Phoenix Officials Tweak Labor Contracts to Comply with Court Ruling on Release Time
Phoenix City Council members this week amended labor agreements with two unions to comply with a court ruling that found the city's longstanding practice of including "release time" in its contracts violated the state's gift clause.
Phoenix City Council debates amendments to union contracts.
That clause prohibits gifts of public money to people or businesses unless the government body can prove it gets direct and tangible benefit in return.
Under its old release time practice, the city allowed labor leaders to receive their usual salaries, plus overtime, while conducting union work, including representing other employees at disciplinary hearings, lobbying, and campaigning.
That eventually ended after the Goldwater Institute, a Phoenix-based conservative think tank, filed a lawsuit in 2011 claiming the city was giving an unlawful "gift" to the Phoenix Law Enforcement Association, PLEA, via the release time.
City of Phoenix's legal experts couldn't prove in court that there was any direct benefit to taxpayers, and the city was forced to end the "release time."
Maricopa County Superior Court Judge Katherine Cooper put a stop to the practice for the 2010-2012 labor agreements, but when they expired in June 2012, the city "promptly resumed the prohibited release time" in July 2012 for the 2012-2014 labor agreements, according to court records.
City officials are now taking a different approach and agreed on Wednesday to refund the unused "release time" written into labor agreements with PLEA and the Laborers' International Union of North America, LIUNA 777, back to employees in the form of vacation time.
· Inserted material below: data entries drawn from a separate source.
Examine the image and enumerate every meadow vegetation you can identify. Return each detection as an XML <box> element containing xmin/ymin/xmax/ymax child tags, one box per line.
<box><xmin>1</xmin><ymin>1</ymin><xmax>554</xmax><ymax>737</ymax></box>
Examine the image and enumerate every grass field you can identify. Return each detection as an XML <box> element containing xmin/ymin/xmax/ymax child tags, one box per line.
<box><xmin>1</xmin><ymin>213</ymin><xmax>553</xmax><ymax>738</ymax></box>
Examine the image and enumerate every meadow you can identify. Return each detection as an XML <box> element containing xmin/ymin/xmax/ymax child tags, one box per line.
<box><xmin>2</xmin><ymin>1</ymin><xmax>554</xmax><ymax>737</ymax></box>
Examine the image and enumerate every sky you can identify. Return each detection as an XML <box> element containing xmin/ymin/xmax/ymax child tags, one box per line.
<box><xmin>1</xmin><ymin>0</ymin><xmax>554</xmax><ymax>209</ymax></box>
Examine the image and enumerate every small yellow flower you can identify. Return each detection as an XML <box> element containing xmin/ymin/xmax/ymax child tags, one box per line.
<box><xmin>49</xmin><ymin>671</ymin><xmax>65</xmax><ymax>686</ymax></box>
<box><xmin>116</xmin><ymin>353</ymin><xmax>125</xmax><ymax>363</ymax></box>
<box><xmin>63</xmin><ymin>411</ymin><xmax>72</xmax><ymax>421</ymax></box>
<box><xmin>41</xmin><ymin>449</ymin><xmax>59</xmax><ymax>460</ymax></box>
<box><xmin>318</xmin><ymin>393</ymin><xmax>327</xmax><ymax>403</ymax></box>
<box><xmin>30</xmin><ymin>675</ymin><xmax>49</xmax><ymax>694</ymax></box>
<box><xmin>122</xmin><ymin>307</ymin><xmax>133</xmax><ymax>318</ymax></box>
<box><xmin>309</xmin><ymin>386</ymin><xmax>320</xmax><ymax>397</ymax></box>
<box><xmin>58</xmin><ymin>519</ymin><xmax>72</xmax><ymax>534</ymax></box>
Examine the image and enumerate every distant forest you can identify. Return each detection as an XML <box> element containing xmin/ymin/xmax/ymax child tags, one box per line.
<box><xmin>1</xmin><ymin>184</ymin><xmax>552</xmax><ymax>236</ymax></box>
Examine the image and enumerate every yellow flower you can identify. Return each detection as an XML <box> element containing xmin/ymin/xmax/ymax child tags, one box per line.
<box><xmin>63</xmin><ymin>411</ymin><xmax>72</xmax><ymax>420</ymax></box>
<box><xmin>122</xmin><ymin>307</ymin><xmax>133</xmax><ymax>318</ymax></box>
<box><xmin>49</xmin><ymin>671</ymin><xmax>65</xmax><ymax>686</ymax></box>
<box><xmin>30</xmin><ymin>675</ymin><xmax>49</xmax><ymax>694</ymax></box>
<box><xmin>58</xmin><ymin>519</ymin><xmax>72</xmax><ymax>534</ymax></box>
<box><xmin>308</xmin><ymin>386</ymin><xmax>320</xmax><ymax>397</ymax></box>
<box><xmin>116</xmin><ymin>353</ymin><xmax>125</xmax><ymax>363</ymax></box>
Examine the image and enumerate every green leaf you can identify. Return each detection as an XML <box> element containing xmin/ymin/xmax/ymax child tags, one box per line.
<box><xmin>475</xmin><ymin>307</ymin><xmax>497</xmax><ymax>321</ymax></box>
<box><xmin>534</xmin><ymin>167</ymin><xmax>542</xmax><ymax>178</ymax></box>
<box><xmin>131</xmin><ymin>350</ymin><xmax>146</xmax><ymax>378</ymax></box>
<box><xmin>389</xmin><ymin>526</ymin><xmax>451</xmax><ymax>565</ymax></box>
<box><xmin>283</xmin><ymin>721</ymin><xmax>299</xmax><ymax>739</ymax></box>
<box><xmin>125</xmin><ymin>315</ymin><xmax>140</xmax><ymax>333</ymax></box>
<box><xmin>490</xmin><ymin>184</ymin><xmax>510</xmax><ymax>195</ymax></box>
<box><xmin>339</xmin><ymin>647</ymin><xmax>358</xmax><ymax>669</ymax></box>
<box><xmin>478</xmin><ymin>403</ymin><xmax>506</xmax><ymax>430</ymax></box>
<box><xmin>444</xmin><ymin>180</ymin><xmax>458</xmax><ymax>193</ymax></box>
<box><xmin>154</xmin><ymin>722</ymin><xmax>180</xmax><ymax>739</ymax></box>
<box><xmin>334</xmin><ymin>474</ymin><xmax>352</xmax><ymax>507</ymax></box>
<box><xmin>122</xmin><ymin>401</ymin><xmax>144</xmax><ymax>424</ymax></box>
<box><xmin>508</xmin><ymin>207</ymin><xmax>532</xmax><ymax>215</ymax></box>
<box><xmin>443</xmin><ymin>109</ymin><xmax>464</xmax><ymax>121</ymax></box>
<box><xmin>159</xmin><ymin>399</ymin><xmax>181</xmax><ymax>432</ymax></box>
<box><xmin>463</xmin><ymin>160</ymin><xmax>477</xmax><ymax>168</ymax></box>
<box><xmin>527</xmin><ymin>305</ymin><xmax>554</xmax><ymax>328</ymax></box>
Click here for details on the amended labor agreements.
The employees can, in turn, donate the additional vacation time into a bank of hours that union leaders can draw on to continue doing certain union-related work, such as representing employees during disciplinary hearings.
Councilmen Sal DiCiccio, Bill Gates, and Jim Waring voted against the amendment.
Clint Bolick, the Goldwater Institute's vice president for litigation, says that while Phoenix is taking positive steps in its amended agreements, its latest action is a "shell game" that will result in "the same old practices, still funded by taxpayer dollars."
Bolick says that the Goldwater Institute plans to "take action" against the city.